In the 2009 Conseil d'État/Staatsrat election a total of 48 votes were cast, of which 2 or about 4.2% were invalid. The voter participation was 43.2%, which is much less than the cantonal average of 54.67%. In the 2007 Swiss Council of States election a total of 49 votes were cast, of which 2 or about 4.1% were invalid. The voter participation was 41.9%, which is much less than the cantonal average of 59.88%.

==Economy==
As of In 2010 2010, Binn had an unemployment rate of 0.2%. As of 2008, there were 11 people employed in the primary economic sector and about 7 businesses involved in this sector. 7 people were employed in the secondary sector and there were 2 businesses in this sector. 32 people were employed in the tertiary sector, with 9 businesses in this sector. There were 71 residents of the municipality who were employed in some capacity, of which females made up 39.4% of the workforce.

In 2008 the total number of full-time equivalent jobs was 39. The number of jobs in the primary sector was 7, all of which were in agriculture. The number of jobs in the secondary sector was 6, all of which were in manufacturing. The number of jobs in the tertiary sector was 26. In the tertiary sector; 2 or 7.7% were in wholesale or retail sales or the repair of motor vehicles, 18 or 69.2% were in a hotel or restaurant, 1 was a technical professional or scientist, 1 was in education.
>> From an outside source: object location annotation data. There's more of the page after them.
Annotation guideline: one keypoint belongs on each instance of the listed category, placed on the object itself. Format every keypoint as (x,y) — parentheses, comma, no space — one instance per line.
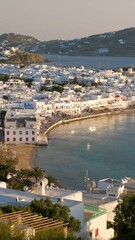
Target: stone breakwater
(73,120)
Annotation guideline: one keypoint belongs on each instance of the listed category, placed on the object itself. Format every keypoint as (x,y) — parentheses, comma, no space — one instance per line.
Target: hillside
(22,57)
(117,43)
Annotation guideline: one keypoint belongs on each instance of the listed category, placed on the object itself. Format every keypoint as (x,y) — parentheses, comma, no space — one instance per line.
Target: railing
(94,212)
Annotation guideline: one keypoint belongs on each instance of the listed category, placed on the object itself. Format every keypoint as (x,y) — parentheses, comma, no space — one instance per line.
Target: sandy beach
(24,154)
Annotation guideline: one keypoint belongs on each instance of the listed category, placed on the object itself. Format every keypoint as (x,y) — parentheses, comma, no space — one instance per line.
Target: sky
(65,19)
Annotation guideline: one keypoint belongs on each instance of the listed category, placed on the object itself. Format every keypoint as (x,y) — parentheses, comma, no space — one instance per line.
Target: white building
(20,127)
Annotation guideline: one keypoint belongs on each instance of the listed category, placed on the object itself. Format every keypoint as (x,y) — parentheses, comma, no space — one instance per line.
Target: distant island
(116,43)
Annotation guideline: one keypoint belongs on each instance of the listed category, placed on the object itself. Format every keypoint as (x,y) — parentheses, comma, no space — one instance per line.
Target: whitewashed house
(20,127)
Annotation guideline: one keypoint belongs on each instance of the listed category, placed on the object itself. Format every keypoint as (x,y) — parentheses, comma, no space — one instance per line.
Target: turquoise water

In 2000, there were 6 workers who commuted into the municipality and 33 workers who commuted away. The municipality is a net exporter of workers, with about 5.5 workers leaving the municipality for every one entering. Of the working population, 5.6% used public transportation to get to work, and 45.1% used a private car.

==Religion==
From the 2000 census, 135 or 87.1% were Roman Catholic, while 10 or 6.5% belonged to the Swiss Reformed Church. 5 (or about 3.23% of the population) belonged to no church, are agnostic or atheist, and 5 individuals (or about 3.23% of the population) did not answer the question.

==Weather==
Binn has an average of 109.9 days of rain or snow per year and on average receives 1085 mm of precipitation. The wettest month is October during which time Binn receives an average of 125 mm of rain or snow. During this month there is precipitation for an average of 8.2 days. The month with the most days of precipitation is May, with an average of 11.2, but with only 122 mm of rain or snow. The driest month of the year is February with an average of 70 mm of precipitation over 9.3 days.

==Education==
In Binn about 45 or (29.0%) of the population have completed non-mandatory upper secondary education, and 12 or (7.7%) have completed additional higher education (either university or a Fachhochschule). Of the 12 who completed tertiary schooling, 75.0% were Swiss men, 25.0% were Swiss women.

During the 2010-2011 school year there were a total of 7 students in the Binn school system. The education system in the Canton of Valais allows young children to attend one year of non-obligatory Kindergarten. During that school year, there were no kindergarten classes (KG1 or KG2) and there were no kindergarten students. The canton's school system requires students to attend six years of primary school. In Binn there was one class and 7 students in the primary school. The secondary school program consists of three lower, obligatory years of schooling (orientation classes), followed by three to five years of optional, advanced schools. All the lower secondary students from Binn attend their school in a neighboring municipality. All the upper secondary students attended school in another municipality.

As of 2000, there were 5 students from Binn who attended schools outside the municipality.